Hay en la berroqueña postura española un fondo de rencor a la libertad, pues la libertad destruyó su imperio y enfrentó a España, sin nada a cambio, con su perpetua indigencia política, social y económica, hasta entonces solapada por un imperialismo infantilmente escenificado. Consecuencia de ese rencor: existe en España una peligrosa creencia de que el pasado poder pervive consoladoramente en las relaciones de dominio que mantiene con pueblos como el gallego, el catalán o el vasco. Lo malo de esta situación es que la mayoría de la «inteligencia», del poder económico que queda o de las correctas relaciones exteriores depende de esos pueblos a los que España pretende agónicamente como pueblos españoles. Teniendo esta contradictoria realidad en cuenta, algunas fuerzas políticas han resucitado la idea del federalismo sin tener presente que el federalismo ha de operar desde las soberanías a federar y que no puede constituir otro invento de Madrid para sostener el cuarteado edificio del Estado.

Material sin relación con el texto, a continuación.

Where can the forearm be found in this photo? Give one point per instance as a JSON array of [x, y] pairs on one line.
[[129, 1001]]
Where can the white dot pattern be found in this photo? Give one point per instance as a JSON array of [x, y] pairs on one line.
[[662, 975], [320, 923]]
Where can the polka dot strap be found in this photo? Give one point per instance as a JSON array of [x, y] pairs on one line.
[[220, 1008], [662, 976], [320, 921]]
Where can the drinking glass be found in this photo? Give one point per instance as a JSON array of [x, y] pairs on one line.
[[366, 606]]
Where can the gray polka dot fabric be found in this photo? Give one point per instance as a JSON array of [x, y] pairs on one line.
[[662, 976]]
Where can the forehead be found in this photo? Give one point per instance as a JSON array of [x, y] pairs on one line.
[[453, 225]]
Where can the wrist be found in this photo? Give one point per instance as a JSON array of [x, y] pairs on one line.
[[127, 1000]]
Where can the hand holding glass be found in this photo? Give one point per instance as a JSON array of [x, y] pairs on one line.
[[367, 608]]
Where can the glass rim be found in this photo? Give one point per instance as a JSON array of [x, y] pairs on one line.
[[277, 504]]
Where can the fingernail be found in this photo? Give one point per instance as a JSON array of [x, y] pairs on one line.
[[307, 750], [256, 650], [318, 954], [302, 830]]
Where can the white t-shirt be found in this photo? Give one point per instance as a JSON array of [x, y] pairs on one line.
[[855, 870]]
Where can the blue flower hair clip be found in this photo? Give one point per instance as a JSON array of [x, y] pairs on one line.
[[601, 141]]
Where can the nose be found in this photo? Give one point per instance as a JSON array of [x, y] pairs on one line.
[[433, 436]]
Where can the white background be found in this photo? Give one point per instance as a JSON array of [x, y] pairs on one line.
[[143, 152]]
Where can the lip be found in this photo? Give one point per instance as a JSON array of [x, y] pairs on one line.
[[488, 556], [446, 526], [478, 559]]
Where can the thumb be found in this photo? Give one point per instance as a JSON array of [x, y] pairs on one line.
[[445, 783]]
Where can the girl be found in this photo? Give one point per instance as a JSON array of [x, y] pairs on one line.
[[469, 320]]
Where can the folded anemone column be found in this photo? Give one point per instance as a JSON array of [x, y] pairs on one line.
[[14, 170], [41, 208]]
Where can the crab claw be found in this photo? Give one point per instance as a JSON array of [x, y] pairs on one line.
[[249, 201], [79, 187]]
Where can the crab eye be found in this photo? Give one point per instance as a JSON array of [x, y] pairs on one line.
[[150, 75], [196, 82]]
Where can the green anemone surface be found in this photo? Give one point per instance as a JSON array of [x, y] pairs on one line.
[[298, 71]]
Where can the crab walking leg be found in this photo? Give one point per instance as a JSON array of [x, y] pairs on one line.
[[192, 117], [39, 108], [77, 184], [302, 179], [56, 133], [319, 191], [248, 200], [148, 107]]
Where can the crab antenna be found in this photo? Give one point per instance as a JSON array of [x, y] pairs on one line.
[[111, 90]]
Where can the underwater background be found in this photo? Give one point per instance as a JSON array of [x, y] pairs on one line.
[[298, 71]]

En resumen, la violenta situación planteada acerca de la independencia de Catalunya y de Euskal Herria radica sobre todo en la cerrazón para reconocer la existencia de los pueblos catalán y vasco. Al no reconocer la existencia de esos pueblos, se acaba por interpretar la petición de independencia como pura sedición, pues se habla de españoles que pretenden separarse de otros españoles, lo que apareja una criminalización enrevesada de los  nacionalismos periféricos. La violencia centralista sugiere siempre violencias de respuesta, que afortunadamente han reconvertido su energía en una prometedora acción política pese a los riesgos de la demora en el proceso. Pero la Constitución española sigue siendo una declaración de guerra. Es absurdo constitucionalizar lo que no existe, como es la excesiva dimensión de la nación española.